Visible light positioning (VLP) is a promising direction for indoor localization. VLP depends on Visible light communication (VLC) to receive location anchors sent by light bulbs. In order to decode high-frequency VLC signals, today’s VLP systems require the receiver to equip either rolling shutter cameras or high-frequency light sensors, which bring considerable overhead or are even unavailable on many mobile devices. This paper introduces ALS-P, a lightweight VLP approach which only requires the commercially widely available ambient light sensor (ALS). ALS is conventionally not treated as a feasible VLC receiver as its sampling rate is far less than that of VLC signals. Our basic idea is to leverage the property of frequency aliasing. Through dynamically adjusting the sampling rate of the ALS sensor, the down-converted signals can be uniquely distinguished.

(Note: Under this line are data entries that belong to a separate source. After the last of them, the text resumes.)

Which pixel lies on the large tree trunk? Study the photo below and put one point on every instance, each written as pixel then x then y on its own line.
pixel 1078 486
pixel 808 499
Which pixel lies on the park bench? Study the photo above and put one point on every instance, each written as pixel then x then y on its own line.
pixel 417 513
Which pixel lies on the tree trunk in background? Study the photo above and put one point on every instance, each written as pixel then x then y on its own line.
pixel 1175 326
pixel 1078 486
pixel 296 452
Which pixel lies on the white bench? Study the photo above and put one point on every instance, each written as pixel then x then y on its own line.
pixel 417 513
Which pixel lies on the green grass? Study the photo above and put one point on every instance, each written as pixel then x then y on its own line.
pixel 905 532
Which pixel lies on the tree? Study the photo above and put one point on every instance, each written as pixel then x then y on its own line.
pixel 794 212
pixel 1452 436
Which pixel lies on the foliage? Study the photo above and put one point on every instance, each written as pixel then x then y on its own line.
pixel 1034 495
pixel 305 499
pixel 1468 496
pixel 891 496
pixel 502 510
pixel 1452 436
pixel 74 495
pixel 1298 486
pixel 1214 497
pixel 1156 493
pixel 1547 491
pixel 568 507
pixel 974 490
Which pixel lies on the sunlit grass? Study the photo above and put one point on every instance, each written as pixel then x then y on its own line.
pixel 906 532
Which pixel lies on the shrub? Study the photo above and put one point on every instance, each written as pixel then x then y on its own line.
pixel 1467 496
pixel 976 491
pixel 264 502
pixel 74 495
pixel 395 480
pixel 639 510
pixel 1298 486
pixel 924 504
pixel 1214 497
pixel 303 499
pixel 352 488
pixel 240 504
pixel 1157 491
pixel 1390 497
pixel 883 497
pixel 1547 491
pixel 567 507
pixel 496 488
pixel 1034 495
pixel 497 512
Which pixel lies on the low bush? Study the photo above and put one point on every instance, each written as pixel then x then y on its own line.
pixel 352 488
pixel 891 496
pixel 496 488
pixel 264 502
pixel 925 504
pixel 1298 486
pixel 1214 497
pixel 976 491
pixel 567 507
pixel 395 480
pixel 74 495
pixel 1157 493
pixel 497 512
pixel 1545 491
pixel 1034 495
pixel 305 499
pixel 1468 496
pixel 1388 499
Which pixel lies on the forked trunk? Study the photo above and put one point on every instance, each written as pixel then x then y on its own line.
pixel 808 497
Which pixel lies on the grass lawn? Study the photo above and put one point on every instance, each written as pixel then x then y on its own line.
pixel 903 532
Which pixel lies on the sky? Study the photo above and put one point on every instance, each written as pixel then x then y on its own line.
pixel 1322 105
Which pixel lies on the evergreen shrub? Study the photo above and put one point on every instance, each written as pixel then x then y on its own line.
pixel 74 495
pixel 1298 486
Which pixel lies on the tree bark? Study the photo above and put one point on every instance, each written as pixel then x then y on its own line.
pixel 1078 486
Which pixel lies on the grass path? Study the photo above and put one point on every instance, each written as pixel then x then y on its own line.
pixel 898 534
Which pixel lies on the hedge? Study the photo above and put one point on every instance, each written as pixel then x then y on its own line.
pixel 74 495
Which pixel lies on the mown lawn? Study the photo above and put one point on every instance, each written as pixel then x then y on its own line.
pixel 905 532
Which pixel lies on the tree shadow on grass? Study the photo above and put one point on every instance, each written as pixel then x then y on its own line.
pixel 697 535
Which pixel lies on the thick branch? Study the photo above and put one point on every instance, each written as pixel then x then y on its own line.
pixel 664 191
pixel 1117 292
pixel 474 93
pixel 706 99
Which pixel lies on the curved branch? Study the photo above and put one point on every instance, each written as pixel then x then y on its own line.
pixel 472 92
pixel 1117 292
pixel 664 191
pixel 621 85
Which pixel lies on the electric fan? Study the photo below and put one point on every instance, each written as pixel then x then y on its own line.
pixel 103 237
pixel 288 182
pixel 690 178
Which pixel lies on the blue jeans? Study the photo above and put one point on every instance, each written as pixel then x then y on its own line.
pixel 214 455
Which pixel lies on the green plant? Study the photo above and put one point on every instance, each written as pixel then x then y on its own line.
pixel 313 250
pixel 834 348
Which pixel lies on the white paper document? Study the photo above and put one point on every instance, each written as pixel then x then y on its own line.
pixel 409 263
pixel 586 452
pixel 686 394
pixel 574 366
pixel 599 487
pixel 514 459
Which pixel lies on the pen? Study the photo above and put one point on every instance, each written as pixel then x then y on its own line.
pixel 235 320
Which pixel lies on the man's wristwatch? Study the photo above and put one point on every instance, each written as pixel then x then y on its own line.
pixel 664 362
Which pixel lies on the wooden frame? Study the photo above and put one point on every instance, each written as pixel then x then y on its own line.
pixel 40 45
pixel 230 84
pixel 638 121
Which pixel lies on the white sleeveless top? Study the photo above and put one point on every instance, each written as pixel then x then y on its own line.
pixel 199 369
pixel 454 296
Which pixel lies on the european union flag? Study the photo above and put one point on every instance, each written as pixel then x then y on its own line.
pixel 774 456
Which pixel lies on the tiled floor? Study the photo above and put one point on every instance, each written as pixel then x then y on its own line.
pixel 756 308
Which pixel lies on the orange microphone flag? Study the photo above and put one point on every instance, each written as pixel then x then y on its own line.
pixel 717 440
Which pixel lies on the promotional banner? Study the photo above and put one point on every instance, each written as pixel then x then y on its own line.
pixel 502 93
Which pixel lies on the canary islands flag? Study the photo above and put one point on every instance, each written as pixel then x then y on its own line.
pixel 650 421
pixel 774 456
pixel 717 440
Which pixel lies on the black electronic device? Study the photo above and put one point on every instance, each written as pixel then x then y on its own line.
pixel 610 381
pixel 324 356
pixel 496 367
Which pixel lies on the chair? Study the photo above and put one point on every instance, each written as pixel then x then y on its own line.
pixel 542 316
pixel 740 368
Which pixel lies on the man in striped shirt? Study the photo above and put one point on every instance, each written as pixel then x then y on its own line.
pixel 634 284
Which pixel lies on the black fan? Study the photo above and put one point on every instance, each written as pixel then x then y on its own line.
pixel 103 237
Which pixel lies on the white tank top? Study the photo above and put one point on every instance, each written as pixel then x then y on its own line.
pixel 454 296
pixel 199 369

To realize this idea, we propose novel designs to address challenges which stem from ALS hardware, high-order light aliasing, and environmental interference cancellation. Besides, ALS can also enable a lightweight VLC via changing LED frequencies. We implement the ALS-P on commercial LED bulbs and the ALS of existing smartphones. The evaluation shows that the ALSP can enable robust and efficient LED frequency decoding with at least 4LEDs bulbs in practical scenarios. As a result, ALS-P can enable VLC at a data rate of 5bit/s per each LED bulb and achieve a sub-meter level indoor localization accuracy.